What's more, the number of groups claiming 501(c)4 status has shot up dramatically in recent years. Last year, Dave Levinthal at the Center for Public Integrity reported that new applications for 501(c)4 status shot up to 2,774 in 2012, up from just 1,777 the year before. Meanwhile, the Exempt Organizations Division (which is responsible for processing these applications and deciding who gets tax-exempt status) saw its staffing decline from 910 employees in fiscal year 2009 to 876 in 2012. So considerably fewer employees were suddenly charged with considerably more work.

And it's safe to say the work was more politically fraught and challenging. One consequence of the Supreme Court's Citizens United ruling was that donors started using 501(c)4s as ways to funnel money to Super-PACs anonymously; normally Super-PAC donations must be disclosed. Campaign finance reformers like Democracy 21's Fred Wertheimer have argued that groups like Crossroads GPS and Priorities USA — 501(c)4s with affiliated Super-PACs that were heavily involved in the 2012 election cycle on behalf of Republicans and Democrats, respectively — are essentially mechanisms for evading disclosure rules.

If that's correct, then the IRS needs to revoke the 501(c)4 status of those groups and force their donors to give publicly to Super-PACs; Brad Plumer explains how that process works here. But it requires investigating each group to see exactly what they're up to. That takes manpower, and time, and money. And Congress has been consistently denying the IRS those resources.

So it's no wonder that they took shortcuts. Of course, if those shortcuts were in fact politically biased, there's only so much that budget cuts could have contributed to that. There's no budgetary reason to look for groups with "Tea Party" in the name and not ones with "progressive." But again, accounts differ on whether or not the watch-words they used were in fact biased. What seems likelier than a nefarious conspiracy of mid-level IRS management to destroy the Tea Party is a group of overworked bureaucrats who saw group names as a way to make an utterly unmanageable workload somewhat more manageable.

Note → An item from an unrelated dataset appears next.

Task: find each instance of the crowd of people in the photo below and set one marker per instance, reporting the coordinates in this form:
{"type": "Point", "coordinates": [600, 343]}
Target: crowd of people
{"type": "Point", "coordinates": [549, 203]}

The New York Times' Nicholas Confessore, David Kocieniewski and Michael Luo found as much when they looked into the IRS Cincinnati office, the epicenter of the scandal. "For months, the Tea Party cases sat on the desk of a lone specialist, who used 'political sounding' criteria — words like 'patriots,' 'we the people' — as a way to search efficiently through the flood of applications for groups that might not qualify for exemptions, according to the IRS inspector general," they write. "'Triage,' the agency’s acting chief described it." Olson's testimony before Congress this past February referred to the Exempt Organizations section as "overworked" and emphasized the giant backlog of applications they faced; conspicuously absent from her diagnoses of the department's problems was any reference to political bias.

If House Appropriations chair Hal Rogers (R-Kentucky) and his allies on the Hill simply don't think donors should have to disclose their contributions to outside groups, that's fair enough. They should make the case that one should be able to spend hundreds of millions of dollars influencing elections while keeping their identity a secret. But if they're serious about preventing scandals like the one that envelops the IRS last year, they need to start funding the agency as though it matters.